The Paradox of Poverty: Reflections on Nietzsche’s Perspective and Personal Experience

There is a phrase by Nietzsche that recently gave me a hammer blow to the head: “Truly, whoever has little is possessed so much less: praise little poverty!” Me, fleeing from poverty since I found out that it possessed me, especially during childhood and adolescence. Although the fact that my legs are no longer dripping wet and my clothes torn does not make me worthy of any wealth, I do have inheritances: lack of culture, for example. I have collapsed before words like culture, decency, protocol, investigation, just as it happened to the great Violette Leduc. I have a medium education, saved by the occasional conscious reading.

Being poor means not having leeches on you, you don’t care three pesos to “good people”. How wonderful, Mr. Nietzsche! Of course, a few issues remain unanswered: that aporophobia is the disease par excellence of the poor, there is no one who hates a poor person more than another poor person; or the idea that the poor, instead of contributing to a society, take away from it; or that it is the source of the types of rejection in society. For example, don’t you think blacks are more accepted in any setting if they’re wearing a Gucci jacket?

On a few occasions, I have attended important events, with literate and good-looking people, whose cordiality and good posture come from their blood. The lineage and ancestry praised in all centuries. I, with my eyes wide open, attentive to any lexical fall, some trace of their human misery that would clothe me, even for the moment, with a weak security; get rid of that feeling of fatigue that we poor people carry everywhere.

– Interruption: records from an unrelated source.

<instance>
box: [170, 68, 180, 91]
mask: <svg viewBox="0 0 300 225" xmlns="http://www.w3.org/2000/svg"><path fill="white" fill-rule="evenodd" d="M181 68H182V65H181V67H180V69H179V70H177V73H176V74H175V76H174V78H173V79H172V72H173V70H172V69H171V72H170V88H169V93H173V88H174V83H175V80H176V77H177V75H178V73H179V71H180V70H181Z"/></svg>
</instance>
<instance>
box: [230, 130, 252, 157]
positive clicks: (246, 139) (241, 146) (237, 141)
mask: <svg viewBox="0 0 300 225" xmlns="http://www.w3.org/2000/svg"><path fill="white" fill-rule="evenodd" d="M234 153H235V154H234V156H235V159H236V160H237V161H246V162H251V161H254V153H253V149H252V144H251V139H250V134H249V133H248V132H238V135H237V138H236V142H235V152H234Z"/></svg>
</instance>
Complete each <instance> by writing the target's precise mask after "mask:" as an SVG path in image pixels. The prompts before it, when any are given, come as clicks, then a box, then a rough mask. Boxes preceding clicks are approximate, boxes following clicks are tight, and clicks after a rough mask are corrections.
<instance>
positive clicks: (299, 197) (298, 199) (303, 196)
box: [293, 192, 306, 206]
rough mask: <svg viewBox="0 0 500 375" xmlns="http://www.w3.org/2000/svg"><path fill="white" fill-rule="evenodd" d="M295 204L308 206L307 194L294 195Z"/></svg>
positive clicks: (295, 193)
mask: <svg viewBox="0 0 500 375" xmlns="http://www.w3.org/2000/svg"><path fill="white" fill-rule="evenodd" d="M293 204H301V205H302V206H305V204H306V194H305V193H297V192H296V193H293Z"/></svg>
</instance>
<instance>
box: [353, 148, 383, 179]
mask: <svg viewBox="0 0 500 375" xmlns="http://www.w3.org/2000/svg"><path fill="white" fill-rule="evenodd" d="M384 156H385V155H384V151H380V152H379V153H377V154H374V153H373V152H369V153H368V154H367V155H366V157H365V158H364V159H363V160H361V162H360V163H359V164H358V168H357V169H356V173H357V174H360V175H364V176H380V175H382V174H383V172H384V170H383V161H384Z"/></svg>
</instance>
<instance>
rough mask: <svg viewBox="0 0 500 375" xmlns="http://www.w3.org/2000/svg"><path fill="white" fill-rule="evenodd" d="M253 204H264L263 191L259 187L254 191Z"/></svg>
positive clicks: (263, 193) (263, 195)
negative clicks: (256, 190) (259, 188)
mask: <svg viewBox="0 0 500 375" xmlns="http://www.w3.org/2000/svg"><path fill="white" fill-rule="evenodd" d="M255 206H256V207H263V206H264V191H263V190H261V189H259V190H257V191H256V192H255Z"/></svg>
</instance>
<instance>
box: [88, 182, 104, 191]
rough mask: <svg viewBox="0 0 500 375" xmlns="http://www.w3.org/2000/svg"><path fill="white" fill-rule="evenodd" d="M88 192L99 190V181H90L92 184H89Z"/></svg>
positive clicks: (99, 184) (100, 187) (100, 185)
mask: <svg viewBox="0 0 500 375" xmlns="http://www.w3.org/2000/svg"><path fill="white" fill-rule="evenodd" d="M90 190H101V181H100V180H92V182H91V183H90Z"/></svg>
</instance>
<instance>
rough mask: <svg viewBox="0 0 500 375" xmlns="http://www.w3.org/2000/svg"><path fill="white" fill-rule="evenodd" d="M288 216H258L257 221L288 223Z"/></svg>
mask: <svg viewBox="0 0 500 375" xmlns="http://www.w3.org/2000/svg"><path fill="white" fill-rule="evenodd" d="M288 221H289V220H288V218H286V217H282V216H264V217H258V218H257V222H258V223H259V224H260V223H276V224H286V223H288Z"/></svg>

I remember once that my immediate boss, a writer, manager of a cultural events company whose name I do not want to remember, assigned me the task of directing a very important speech for the opening of a permanent literary gathering. The highest intellectuals of the region came. I used my four most decent words, which is to say, a disaster. From the small, heated crowd a hand reached out, on the ring finger the stone of a ring gleamed. A friend of the house, a well-known writer, asked for the floor to ask my little boss where she had gotten me from, in a rather contemptuous tone. And I, without finishing telling them how honored we felt to have her presence, demonstrated the price of opening spaces for discussion about the high values ​​of literature, cinema; our passion for art united us, we were the cultural awakening in the region. My boss explained that I was a university student and accentuated: “It’s one of the good ones.”

Follow El Espectador on WhatsApp

Until then I had believed that writers, thinking people, had such an alert conscience that they did not talk about appearances, they understood what makes a society great: the good development of the abilities of its individuals for the benefit of the whole, and these should not be measured by credentials or by the way people may or may not be dressed at construction sites. He thought they understood that those of us less experienced need that special place. Of course I may be taking the part for the whole: it is not true that writers suffer from such stupidity, I say that beans are cooked everywhere. It would be necessary to look at what are the types of poverty that have us self-absorbed within the label of underdevelopment. Speaking ill of the rich is also another symptom of regression. That is, apart from poor, involuntary.

2023-07-31 10:54:15
#Plutophobia #enviable #art #poor

Leave a Comment

This site uses Akismet to reduce spam. Learn how your comment data is processed.